One of the reasons Gagne's play has bottomed out is that he isn't getting as many shifts with Recchi as he did at the beginning of the season. The preseason chemistry the two had was startling. Recchi compared Gagne to a former Pittsburgh linemate, John Cullen.
&quor;A faster version of Cullen," Recchi said.
Beginning with the Oct. 17 game against Buffalo, Neilson began to use Recchi at right wing on Eric Lindros' line, which was joined by John LeClair, because Mikael Renberg didn't have a goal in seven games.
Recchi fit so nicely, he now takes regular shifts with Lindros. With Recchi doubling up on that line and others, Gagne has gotten fewer shifts.
He is usually paired with Mikael Andersson, who has just one goal this season and is struggling so much offensively that he blew a clean breakaway Saturday against Tampa Bay, losing the puck when going forehand to backhand and never getting a shot on net.
With two of the three people on the line struggling, it's no wonder Gagne's ice time has dwindled from 15 to 16 minutes a game in October to 10 in November.
"Sometimes Recchi goes with Johnny and Eric so it is pretty tough for my line," Gagne said. "It is tough to stay focused when you're on the ice without the guys you are used to playing with every time. But I have to play my game.
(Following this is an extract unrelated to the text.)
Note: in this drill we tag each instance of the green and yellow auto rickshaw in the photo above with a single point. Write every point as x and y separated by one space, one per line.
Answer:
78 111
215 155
Defensively, I do my job and take my chances there."
Gagne has to adjust to the hard checking in the NHL, and to learn how to find open space around the net when he doesn't have the puck.
A lean 6-foot, 175-pounder, Gagne still needs to gain upper-body strength to fend off people around the net and work himself out of being tied up along the boards, general manager Bob Clarke said.
With Gagne's tremendous speed and agility, he is expected to figure out eventually how to combine his natural talent for moving quickly in tight spaces to avoid checks and find open ice.
Those skills have persuaded Neilson to keep Gagne on the first-unit power play, with Lindros, LeClair, Recchi and Eric Desjardins.
"Certainly, he plays the power play and plays pretty regularly," Neilson said. "There are times when we have more penalties than power plays and he's not out there, and we want Recchi up there with Lindros when we can, which makes him the odd man out.
"That's hard for him, but he seems to understand that."